In 2018, in Dynamex Operations West, Inc. v. Superior Court, 4 Cal.5th 903 (2018), the California Supreme Court overturned nearly thirty years of jurisprudence governing the manner in which workers are classified as employees or independent contractors. The Dynamex decision replaced the “Borello test,” derived from a case of the same name, S.G. Borello & Sons, Inc. v. Department of Industrial Relations, 48 Cal.3d 341 (1989), in which the California Supreme Court at the time set forth a variety of factors to be considered when determining whether a worker was an employee or independent contractor.
The Dynamex decision replaced with the “Borello test” with the “ABC test.” Under the ABC test, a worker can be deemed an independent contractor if three conditions are met:
The worker is free from the control and direction of the hiring entity in connection with the performance of the work, both under the contract for the performance of the work and in fact;
The worker performs work that is outside the usual course of the hiring entity’s business; and
The worker is customarily engaged in an independent established trade, occupation, or business
In 2019, California’s employee-friendly state legislature enacted AB 5 which codified the Dynamex decision. Dynamex and AB 5 created an uproar in the “Gig economy” and in 2020 new-economy companies such as Uber, Lyft, DoorDash and Instacart, whose business models rely on classifying workers as independent contractors, spent a record $200 million on the successful passage of Proposition 22 which exempted such gig economy companies from having to classify their workers as employees.
The “ABC test,” however, remains the law of the land for other industries including the construction industry, although it will likely take years of jurisprudence to even out its rough edges. One rough edge, discussed in the next case, Mejia v. Roussos Construction, Inc., 76 Cal.App.5th 811 (2022), is whether the “ABC test” requires a worker-plaintiff to prove that they were hired by the defendant-hirer in the first place.
The Mejia Decision
Plaintiff flooring installers sued general contractor Roussos Construction Inc. (“Roussos”) claiming that they were employees of Roussos but were not provided with overtime wages, meal and rest periods, and other benefits employees are entitled to.
The dispute largely tuned on the status and function of three individuals who stood between the plaintiffs and Roussos. Plaintiffs called them “supervisors” while Roussos called them “subcontractors.” According to Roussos, the three individuals were subcontractors to Roussos and these three individuals rather than Roussos was responsible for complying with labor laws.

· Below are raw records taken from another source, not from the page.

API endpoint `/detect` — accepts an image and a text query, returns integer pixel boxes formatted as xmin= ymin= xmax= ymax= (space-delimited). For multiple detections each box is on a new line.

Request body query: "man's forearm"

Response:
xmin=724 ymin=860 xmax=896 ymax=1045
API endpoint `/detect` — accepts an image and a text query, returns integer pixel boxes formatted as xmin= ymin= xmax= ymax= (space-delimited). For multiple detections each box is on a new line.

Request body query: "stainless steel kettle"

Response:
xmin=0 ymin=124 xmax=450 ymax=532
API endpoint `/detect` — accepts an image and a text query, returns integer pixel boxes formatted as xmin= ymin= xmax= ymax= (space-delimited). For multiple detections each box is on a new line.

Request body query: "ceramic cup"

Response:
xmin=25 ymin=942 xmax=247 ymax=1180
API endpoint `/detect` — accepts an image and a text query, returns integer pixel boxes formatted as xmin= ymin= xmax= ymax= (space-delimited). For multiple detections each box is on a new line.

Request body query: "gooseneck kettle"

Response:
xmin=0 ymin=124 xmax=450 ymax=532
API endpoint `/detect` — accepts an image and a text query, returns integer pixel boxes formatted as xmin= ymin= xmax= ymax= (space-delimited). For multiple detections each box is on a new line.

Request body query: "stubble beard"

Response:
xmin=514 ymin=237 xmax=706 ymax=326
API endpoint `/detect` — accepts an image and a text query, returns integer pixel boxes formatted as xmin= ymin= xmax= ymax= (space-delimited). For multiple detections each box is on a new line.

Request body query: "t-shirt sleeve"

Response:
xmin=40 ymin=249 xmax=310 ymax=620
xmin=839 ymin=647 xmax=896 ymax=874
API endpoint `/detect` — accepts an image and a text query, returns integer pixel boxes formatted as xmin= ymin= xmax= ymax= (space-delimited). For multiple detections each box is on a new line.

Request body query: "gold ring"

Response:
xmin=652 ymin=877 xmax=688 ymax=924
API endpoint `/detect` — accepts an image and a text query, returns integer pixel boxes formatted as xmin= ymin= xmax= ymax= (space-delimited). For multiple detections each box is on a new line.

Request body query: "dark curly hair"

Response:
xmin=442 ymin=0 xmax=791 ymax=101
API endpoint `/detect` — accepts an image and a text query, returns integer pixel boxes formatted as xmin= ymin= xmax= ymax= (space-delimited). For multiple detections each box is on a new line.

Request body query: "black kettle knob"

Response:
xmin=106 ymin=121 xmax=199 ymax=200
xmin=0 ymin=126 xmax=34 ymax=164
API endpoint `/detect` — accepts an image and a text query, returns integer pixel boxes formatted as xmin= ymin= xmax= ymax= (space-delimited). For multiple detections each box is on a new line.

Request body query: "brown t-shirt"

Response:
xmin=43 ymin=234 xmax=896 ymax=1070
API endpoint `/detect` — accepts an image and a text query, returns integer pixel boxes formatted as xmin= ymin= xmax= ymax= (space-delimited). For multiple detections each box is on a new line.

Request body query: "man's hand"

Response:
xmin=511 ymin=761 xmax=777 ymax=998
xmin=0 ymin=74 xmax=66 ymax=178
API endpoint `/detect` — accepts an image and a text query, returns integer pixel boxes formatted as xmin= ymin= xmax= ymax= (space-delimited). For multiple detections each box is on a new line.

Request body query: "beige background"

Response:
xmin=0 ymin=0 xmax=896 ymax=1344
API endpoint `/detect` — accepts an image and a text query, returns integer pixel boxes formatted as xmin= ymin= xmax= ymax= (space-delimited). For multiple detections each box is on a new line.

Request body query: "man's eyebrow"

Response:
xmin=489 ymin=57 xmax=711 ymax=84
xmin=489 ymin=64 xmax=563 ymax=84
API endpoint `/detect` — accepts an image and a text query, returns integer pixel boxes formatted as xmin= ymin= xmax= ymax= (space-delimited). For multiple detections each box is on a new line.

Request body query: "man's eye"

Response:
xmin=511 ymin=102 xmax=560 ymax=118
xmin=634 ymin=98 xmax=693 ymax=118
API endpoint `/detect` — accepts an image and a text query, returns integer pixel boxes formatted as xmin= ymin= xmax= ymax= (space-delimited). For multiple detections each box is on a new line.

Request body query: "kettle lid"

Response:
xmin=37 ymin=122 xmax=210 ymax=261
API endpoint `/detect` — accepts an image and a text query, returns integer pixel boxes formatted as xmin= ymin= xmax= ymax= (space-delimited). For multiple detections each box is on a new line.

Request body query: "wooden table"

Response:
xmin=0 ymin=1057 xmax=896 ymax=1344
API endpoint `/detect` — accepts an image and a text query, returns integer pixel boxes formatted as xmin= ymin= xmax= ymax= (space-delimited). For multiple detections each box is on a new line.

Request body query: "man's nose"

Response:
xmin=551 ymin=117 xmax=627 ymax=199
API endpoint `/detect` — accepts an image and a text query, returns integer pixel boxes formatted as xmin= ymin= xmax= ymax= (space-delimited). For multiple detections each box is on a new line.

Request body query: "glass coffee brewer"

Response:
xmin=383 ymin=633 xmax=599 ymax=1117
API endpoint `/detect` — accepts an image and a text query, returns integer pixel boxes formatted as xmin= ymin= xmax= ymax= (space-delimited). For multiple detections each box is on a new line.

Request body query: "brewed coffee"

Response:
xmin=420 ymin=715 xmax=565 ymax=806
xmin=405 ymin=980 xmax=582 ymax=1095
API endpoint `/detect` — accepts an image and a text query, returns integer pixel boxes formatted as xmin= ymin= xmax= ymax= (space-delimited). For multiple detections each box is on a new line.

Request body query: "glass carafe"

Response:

According to the plaintiffs, the three individuals were a sham, and that “Roussos had employed a misclassification scheme, whereby it placed a ‘man in the middle” between the company and the flooring installation employees.
At trial, over the objection of the plaintiffs, the trial court gave jury instructions instructing the jury that they must first determine that the plaintiffs were hired by Rousso before they could determine whether the plaintiffs were employees or independent contractors under the “ABC test.” Based on the jury instructions, the jury found in favor of Roussos, finding that the plaintiffs were never hired by Roussos to begin with.
The plaintiffs appealed.
On appeal, the plaintiffs argued that the trial court erred in instructing the jury that before the “ABC test” is considered that plaintiffs were required to first prove that they were hired by Rousso. The Third District Court of Appeal agreed.
Reviewing the Dynamex decision, the Court of Appeal held:
Reading Dynamex, we do not think a threshold hiring entity test was intended. While the Dynamex court repeatedly refers to the party shouldering the burden as the “hiring entity,” it never suggests that the term was intended to limit the scope of the test. Rather, as the court explained, the ABC test is an application of the “suffer or permit to work” standard, under which, “[a] proprietor who knows that persons are working in his or her business without having been formally hired … clearly suffers or permits that work by failing to prevent it, while having the power to do so.” Interpreting the Dynamex court’s ABC test to include a threshold hiring test, with the worker bearing the burden, would also run counter to the intent of the California wage and hour laws, which “are remedial in nature and must be liberally construed in favor of affording workers protection.” We therefore conclude the term “hiring entity” was selected for its neutral connotations and not as an unannounced prerequisite to the ABC test.
So there you have it, the “ABC test” does not include a threshold hiring entity test. I’ve got some mixed opinions about this decision. On one hand, I think the Mejia decision effectively addresses the “man in the middle” situation in the case. On the other hand, I think the decision could create a situation where plaintiffs “jump over” hirers to sue the hirer with the deepest pocket which would impact innocent contractors who may subcontracted with less than law-abiding subcontractors.
Historical Note: The photograph above was taken during the “Hard Hat Riot” on May 8, 1970 when construction workers waving American flags and chanting “All the way, U.S.A” made their way through antiwar demonstrators in New York City’s financial district.